Microdialysis hints from Superprof
Kajohn Boonrod and Mark Laible, Labtimes 03/2010
Simply melt a hole in the lid with the blunt end of a heatet pasteur pipette, cover the hole with a dialysis membrane and let the cup swim upside down in dialysis buffer.
Superdoc of the correspondent Lab Times comic is a pretty clever guy, who always knows some trick to help the desperate PhD student. But sometimes even Superdoc needs some help from Superprof.
In the last “Superdoc” comic of Lab Times (issue 2/2010, page 74), the poor PhD student had to dialyse dozens of probes and desperately cried out for Superdoc to come and help her. Superdoc advised her to “simply cut a large hole in the top of the cups and to put a piece of dialysis membrane between top and cup”, before letting them swim upside down in dialysis buffer. However, Superdoc may have overestimated the ability of PhD students to cut holes in stiff plastic lids with a scalpel. Roland Wenger, Professor of Physiology at the University of Zürich, alias Superprof, knows a much easier way to get a hole into the lids.
“Dear Lab Times Editor,
Superdoc must be a martial arts expert if he is able to cut a hole into the lid of a 1.5 ml tube using a scalpel (Lab Times issue 2, 2010). Let us give him some hints from Superprof:
- Heat the blunt end of a Pasteur pipette over a gas flame – it will go through the plastic of the 1.5 ml tube like butter and creates a nice round hole in the lid.

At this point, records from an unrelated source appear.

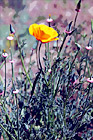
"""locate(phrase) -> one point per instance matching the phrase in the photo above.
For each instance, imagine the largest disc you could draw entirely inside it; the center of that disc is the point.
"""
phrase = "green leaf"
(78, 46)
(92, 25)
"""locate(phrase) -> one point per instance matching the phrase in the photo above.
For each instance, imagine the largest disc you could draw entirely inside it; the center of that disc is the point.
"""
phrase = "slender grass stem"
(62, 45)
(8, 117)
(86, 63)
(64, 112)
(17, 116)
(5, 78)
(25, 69)
(39, 57)
(24, 65)
(7, 132)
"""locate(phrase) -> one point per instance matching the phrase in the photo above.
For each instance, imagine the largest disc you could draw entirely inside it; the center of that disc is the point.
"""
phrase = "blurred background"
(21, 14)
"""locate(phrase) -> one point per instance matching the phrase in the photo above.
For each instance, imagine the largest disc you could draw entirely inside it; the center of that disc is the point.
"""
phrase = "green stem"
(25, 69)
(75, 19)
(5, 78)
(7, 132)
(8, 117)
(39, 57)
(23, 64)
(86, 63)
(64, 113)
(62, 45)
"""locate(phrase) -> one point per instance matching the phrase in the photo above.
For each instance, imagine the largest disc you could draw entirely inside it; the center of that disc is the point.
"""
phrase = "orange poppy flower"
(43, 33)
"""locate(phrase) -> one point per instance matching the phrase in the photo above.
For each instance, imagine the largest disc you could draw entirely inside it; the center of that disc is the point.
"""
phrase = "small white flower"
(10, 38)
(88, 47)
(5, 54)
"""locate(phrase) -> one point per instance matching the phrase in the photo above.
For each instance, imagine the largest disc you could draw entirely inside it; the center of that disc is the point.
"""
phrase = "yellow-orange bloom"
(43, 33)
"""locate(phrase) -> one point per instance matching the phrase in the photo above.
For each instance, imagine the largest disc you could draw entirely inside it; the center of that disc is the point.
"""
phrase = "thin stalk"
(49, 56)
(75, 19)
(7, 132)
(8, 117)
(86, 63)
(17, 117)
(25, 69)
(39, 57)
(5, 78)
(23, 64)
(64, 112)
(79, 122)
(4, 62)
(62, 45)
(12, 68)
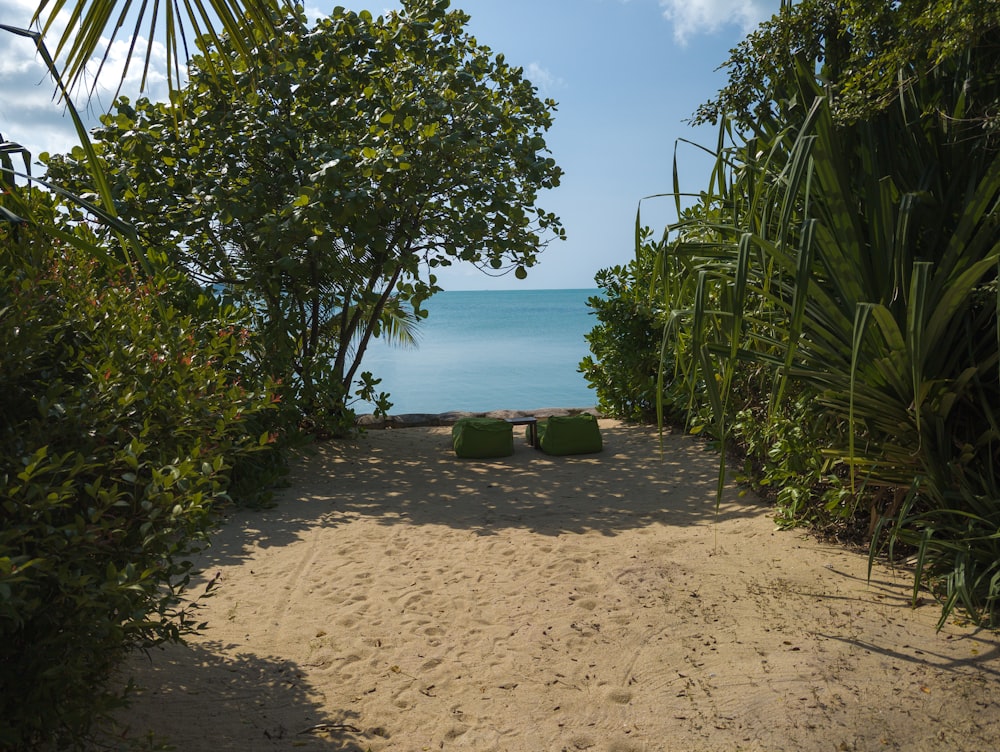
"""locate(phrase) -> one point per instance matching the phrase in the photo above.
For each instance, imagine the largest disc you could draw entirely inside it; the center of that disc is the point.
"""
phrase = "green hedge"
(121, 420)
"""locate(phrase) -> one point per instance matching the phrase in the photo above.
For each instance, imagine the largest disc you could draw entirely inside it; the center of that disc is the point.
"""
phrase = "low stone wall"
(413, 420)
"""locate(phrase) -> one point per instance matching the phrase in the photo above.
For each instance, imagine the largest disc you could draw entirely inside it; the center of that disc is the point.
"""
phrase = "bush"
(625, 345)
(122, 419)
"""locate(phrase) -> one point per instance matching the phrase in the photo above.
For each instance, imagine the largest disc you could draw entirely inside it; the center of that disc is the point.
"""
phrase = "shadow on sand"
(214, 681)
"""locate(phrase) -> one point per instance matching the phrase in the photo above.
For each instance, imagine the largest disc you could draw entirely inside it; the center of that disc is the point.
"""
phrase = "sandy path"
(412, 601)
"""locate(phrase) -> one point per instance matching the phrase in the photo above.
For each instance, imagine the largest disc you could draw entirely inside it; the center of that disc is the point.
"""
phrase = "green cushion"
(570, 434)
(480, 438)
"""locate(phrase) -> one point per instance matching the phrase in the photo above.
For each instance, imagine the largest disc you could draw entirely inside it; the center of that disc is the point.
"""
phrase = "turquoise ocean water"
(490, 350)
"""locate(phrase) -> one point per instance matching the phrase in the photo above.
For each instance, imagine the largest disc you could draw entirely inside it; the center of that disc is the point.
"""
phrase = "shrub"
(625, 346)
(122, 418)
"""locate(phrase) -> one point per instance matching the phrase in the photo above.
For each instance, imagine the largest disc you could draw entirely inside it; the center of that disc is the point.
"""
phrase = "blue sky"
(625, 74)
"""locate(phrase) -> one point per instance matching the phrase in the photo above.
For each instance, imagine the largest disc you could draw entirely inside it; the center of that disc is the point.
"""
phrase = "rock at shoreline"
(415, 420)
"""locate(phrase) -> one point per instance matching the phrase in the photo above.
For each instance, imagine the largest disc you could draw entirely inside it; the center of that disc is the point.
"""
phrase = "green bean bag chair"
(570, 434)
(481, 438)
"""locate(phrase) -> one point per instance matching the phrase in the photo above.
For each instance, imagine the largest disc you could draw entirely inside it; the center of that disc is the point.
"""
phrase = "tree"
(865, 53)
(91, 23)
(843, 327)
(328, 186)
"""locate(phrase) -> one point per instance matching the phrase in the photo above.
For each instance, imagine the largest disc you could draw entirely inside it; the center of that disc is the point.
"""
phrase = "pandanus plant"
(852, 268)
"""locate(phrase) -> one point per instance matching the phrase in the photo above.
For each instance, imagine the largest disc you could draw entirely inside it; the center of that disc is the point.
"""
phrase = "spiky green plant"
(855, 265)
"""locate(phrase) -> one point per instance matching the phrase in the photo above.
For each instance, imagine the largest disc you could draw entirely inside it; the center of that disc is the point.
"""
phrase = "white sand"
(409, 600)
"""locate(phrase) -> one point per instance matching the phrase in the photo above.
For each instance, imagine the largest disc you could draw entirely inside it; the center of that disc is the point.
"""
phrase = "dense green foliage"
(625, 365)
(832, 301)
(123, 418)
(865, 52)
(327, 185)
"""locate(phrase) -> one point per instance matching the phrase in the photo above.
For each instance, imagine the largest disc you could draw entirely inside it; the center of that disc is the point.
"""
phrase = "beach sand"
(398, 598)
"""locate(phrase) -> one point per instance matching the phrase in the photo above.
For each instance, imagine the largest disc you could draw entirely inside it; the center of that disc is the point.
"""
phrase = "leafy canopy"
(865, 52)
(329, 183)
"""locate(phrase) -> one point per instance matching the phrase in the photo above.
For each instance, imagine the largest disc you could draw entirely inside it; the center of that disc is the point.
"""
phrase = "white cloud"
(30, 114)
(691, 17)
(541, 77)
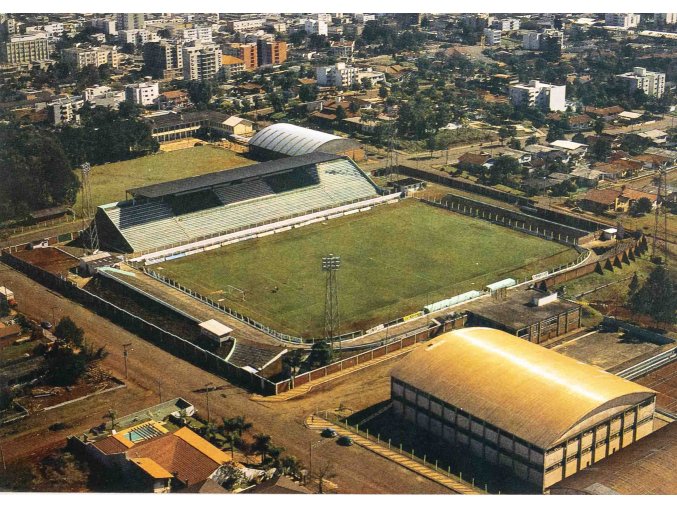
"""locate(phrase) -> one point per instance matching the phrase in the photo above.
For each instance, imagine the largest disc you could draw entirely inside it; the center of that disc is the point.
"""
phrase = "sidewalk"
(318, 423)
(305, 388)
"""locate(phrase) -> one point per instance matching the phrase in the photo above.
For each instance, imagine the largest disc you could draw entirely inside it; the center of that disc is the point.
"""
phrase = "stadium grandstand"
(195, 208)
(286, 140)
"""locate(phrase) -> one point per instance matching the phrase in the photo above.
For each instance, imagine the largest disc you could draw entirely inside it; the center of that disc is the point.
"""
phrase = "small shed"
(215, 331)
(90, 264)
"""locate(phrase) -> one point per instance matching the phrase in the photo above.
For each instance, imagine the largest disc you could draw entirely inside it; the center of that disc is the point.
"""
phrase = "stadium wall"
(513, 219)
(176, 252)
(164, 339)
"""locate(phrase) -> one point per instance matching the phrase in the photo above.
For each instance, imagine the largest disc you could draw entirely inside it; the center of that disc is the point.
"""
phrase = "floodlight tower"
(92, 240)
(330, 265)
(660, 232)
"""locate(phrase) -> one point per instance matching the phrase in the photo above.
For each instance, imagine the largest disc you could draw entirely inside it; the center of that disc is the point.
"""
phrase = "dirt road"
(358, 470)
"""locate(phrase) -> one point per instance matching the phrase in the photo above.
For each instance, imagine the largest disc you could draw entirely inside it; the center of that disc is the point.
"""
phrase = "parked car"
(329, 433)
(345, 441)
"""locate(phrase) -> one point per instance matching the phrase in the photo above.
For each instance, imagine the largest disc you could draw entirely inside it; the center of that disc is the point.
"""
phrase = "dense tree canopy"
(34, 171)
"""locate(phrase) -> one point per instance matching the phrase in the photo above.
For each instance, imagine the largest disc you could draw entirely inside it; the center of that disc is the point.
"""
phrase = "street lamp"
(125, 353)
(209, 388)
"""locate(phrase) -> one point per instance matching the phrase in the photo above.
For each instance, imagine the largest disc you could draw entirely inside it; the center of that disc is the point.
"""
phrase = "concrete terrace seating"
(243, 191)
(153, 225)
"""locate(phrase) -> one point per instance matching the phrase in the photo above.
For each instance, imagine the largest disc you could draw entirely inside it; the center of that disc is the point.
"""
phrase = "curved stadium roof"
(293, 140)
(534, 393)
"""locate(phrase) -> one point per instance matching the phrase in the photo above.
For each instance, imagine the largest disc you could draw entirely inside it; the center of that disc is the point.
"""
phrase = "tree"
(555, 132)
(325, 472)
(633, 285)
(340, 114)
(200, 92)
(262, 445)
(642, 205)
(64, 365)
(600, 150)
(657, 298)
(321, 353)
(308, 93)
(506, 132)
(69, 332)
(34, 171)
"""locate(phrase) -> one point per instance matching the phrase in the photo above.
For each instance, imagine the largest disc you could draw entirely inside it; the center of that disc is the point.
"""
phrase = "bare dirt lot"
(151, 369)
(605, 350)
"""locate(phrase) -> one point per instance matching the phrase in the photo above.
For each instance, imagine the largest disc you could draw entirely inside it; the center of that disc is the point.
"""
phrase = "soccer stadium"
(253, 238)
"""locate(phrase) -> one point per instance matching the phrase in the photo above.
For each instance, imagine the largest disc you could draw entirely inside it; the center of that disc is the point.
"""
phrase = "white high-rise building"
(540, 95)
(201, 61)
(492, 37)
(107, 26)
(25, 48)
(316, 26)
(666, 18)
(536, 41)
(337, 75)
(131, 21)
(202, 33)
(144, 94)
(623, 20)
(653, 83)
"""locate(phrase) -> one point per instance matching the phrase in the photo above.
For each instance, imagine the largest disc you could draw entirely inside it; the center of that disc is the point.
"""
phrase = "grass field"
(395, 259)
(109, 181)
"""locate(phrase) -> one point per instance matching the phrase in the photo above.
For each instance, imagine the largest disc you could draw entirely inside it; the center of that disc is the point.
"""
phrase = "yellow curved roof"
(527, 390)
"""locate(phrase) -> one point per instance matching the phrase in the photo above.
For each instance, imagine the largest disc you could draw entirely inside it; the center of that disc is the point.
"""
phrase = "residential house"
(600, 200)
(621, 168)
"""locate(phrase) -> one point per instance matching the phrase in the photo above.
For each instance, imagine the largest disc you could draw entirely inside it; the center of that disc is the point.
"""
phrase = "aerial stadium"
(253, 238)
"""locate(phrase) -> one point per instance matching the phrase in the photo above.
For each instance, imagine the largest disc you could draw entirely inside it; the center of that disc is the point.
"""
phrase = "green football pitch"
(395, 259)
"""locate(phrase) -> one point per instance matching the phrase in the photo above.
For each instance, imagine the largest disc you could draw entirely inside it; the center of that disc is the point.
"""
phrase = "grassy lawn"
(109, 181)
(395, 260)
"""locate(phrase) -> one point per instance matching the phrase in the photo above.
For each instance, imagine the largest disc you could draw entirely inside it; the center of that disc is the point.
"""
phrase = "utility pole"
(330, 265)
(209, 388)
(125, 353)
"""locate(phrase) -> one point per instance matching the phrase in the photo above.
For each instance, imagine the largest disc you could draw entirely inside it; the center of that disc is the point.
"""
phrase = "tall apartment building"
(143, 94)
(492, 36)
(163, 59)
(506, 25)
(202, 33)
(138, 37)
(271, 52)
(653, 83)
(539, 40)
(103, 96)
(8, 27)
(666, 18)
(337, 75)
(244, 25)
(77, 58)
(540, 95)
(248, 53)
(201, 61)
(131, 21)
(24, 49)
(64, 110)
(622, 20)
(316, 26)
(107, 26)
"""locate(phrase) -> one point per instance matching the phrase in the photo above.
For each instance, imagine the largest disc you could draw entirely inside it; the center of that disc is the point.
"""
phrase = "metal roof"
(292, 140)
(206, 181)
(647, 467)
(522, 388)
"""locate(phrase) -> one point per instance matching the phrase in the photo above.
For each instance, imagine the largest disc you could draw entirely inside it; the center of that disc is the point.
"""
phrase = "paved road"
(358, 470)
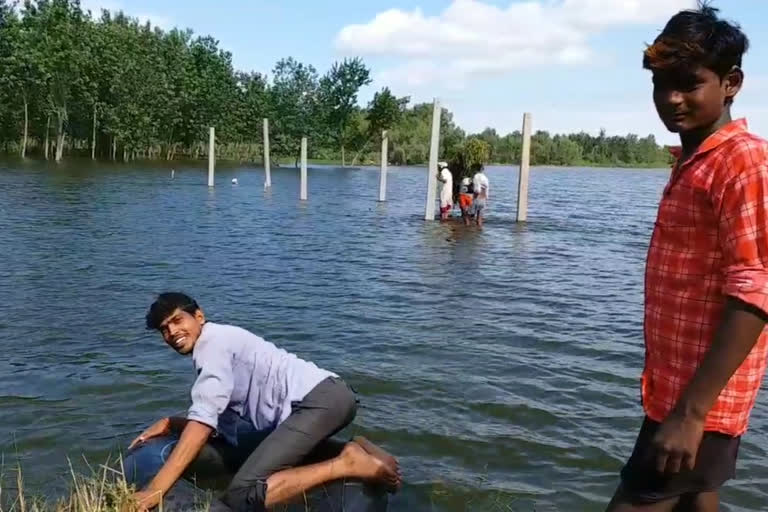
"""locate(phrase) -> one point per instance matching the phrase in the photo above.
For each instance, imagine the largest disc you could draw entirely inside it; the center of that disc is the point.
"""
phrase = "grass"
(104, 490)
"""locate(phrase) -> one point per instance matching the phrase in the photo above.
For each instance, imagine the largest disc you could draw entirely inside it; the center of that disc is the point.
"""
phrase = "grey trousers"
(326, 410)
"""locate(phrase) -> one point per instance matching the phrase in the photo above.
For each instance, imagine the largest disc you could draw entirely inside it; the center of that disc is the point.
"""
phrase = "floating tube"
(143, 462)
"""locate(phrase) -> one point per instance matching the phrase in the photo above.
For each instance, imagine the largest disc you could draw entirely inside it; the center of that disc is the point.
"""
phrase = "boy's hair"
(166, 304)
(697, 37)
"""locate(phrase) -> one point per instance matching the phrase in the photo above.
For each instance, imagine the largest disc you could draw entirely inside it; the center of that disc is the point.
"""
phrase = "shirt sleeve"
(212, 390)
(743, 233)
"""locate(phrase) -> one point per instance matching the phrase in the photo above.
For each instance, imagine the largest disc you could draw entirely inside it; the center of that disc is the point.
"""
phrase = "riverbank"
(289, 162)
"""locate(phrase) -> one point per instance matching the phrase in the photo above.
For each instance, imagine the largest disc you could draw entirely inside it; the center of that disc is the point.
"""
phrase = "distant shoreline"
(288, 163)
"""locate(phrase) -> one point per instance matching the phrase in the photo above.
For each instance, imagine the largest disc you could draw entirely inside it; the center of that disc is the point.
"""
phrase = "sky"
(573, 64)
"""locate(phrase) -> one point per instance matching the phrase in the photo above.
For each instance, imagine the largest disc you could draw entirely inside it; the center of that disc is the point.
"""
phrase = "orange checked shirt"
(710, 241)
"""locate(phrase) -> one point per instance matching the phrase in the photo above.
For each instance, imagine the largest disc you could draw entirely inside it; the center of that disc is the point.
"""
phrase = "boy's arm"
(678, 439)
(741, 202)
(192, 440)
(210, 397)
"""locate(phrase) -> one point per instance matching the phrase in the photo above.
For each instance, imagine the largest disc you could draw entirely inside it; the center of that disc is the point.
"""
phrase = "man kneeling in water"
(239, 372)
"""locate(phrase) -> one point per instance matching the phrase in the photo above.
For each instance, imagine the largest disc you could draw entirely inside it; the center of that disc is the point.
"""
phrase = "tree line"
(108, 86)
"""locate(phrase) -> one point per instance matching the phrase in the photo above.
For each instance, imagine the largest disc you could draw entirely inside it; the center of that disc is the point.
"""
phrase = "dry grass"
(105, 490)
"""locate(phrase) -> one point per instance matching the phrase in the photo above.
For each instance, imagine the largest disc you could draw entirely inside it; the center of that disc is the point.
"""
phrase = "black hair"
(166, 304)
(697, 37)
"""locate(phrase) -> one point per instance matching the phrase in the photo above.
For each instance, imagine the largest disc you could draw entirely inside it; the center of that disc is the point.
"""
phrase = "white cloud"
(96, 6)
(471, 37)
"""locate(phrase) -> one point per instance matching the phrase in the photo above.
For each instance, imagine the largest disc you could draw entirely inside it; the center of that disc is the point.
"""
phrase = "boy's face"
(181, 330)
(695, 99)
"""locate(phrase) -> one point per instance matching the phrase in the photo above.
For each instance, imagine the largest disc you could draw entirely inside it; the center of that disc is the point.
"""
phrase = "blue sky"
(574, 64)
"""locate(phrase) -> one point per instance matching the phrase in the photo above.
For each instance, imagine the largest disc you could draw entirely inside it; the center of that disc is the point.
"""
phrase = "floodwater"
(502, 366)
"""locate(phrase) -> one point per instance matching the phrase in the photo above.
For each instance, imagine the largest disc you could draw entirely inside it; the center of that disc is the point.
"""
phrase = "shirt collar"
(722, 135)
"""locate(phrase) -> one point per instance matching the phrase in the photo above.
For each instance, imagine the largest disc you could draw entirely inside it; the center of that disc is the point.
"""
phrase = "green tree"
(338, 96)
(294, 105)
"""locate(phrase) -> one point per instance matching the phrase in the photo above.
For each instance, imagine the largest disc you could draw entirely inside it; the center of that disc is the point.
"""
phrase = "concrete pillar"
(211, 155)
(303, 194)
(383, 175)
(434, 149)
(525, 168)
(268, 180)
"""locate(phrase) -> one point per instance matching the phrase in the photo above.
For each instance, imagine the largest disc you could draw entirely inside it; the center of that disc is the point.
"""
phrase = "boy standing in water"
(481, 190)
(706, 286)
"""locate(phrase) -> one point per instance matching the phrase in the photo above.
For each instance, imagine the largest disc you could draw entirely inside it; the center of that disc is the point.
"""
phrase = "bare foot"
(364, 465)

- Secure the closed lid with the trapped dialysis membrane, with a clip or use Safe-Lock tubes.
- To avoid trapping air bubbles, first submerge the tube then turn it upside down, while still submerged, and stick it from below into the hole of a swimming rack.
- For complete recovery, quick-spin the tube before opening”.
Microdialysis expert with a good sense of humour: Roland Wenger alias Superprof.